Which kind of Insurance will Work Best for Me?
Simply put, the insurance policy that will best for you is based on your need for insurance. There are many reasons that individuals and families need the financial protection that is provided by life insurance, so the type of policy you buy will not likely work for someone else with different needs.
Here are common reasons why people by life insurance with the best product to meet those needs:
|Need for Life Insurance||Best Product Solution|
|Replace income and cover debts, mortgage, college expenses, and retirement plan funding.||Term Life Insurance|
|Funds to pay for final expenses like funeral and burial, unpaid medical expenses, unpaid nursing home expenses.||Whole Life Insurance (Final Expense Insurance)|
|Wealth accumulation for retirement planning||Universal Life or Indexed Universal Life|
|Funding your “Becoming Your Own Banker” Plan||Whole Life Insurance from a Mutual Company|
|Consumers who have severe or multiple health issues.||Whole Life Insurance (Guaranteed Issue)|
It’s always a good thing to understand how life insurance works and the different types of policies that are available to you. It’s even more important to use an experienced and reputable independent insurance professional who is not beholden to any one company and can shop your life insurance with multiple companies to deliver an insurance solution to best meet your needs.

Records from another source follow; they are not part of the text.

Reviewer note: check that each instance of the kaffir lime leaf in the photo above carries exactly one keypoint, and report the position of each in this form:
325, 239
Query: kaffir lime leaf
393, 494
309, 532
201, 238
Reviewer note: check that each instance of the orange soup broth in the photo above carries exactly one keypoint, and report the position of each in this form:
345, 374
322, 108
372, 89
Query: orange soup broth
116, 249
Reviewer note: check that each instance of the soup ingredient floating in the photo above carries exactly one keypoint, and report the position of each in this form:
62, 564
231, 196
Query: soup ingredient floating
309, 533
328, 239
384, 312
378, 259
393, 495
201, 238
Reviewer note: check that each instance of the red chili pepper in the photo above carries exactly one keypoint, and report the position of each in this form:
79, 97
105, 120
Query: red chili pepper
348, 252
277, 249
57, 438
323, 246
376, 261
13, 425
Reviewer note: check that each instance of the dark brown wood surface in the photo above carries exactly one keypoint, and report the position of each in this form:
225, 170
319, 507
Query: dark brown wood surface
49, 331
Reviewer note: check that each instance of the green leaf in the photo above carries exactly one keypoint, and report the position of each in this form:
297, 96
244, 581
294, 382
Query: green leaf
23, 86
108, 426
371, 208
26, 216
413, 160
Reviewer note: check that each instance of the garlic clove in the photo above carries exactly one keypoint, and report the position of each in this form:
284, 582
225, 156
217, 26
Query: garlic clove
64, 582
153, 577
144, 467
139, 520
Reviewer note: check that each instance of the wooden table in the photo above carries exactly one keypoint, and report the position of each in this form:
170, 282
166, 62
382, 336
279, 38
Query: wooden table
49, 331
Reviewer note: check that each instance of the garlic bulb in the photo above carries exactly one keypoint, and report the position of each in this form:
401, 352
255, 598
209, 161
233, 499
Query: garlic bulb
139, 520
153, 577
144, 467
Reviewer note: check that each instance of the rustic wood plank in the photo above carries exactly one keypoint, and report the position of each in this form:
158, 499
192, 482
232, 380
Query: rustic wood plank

Frequently asked Questions
How does term life insurance work?
Term insurance is purchased in blocks of time called “the term” like 1, 5, 10, 15, 20, 25, and 30-year terms. If the insured dies during the term of the policy, the insurance company is obligated to pay the death benefit that is specified in the insurance contract. There are also optional coverages (riders) that you can add to the policy to broaden its coverage and provide living benefits.
What happens at the end of the policy term?
Most company’s will send a renewal offer shortly before your term policy is scheduled to expire. The renewal, however, will be for an annual policy with the premium based on your attained age. The policy will then renew each year but the rates will increase according to your age.
How will I know which type of insurance I should buy?
Since there are many types of life insurance products that offer different solutions for the applicant, it’s always best to speak with an experienced and reputable independent agent who can suggest the appropriate insurance product according to your needs, circumstances, and budget.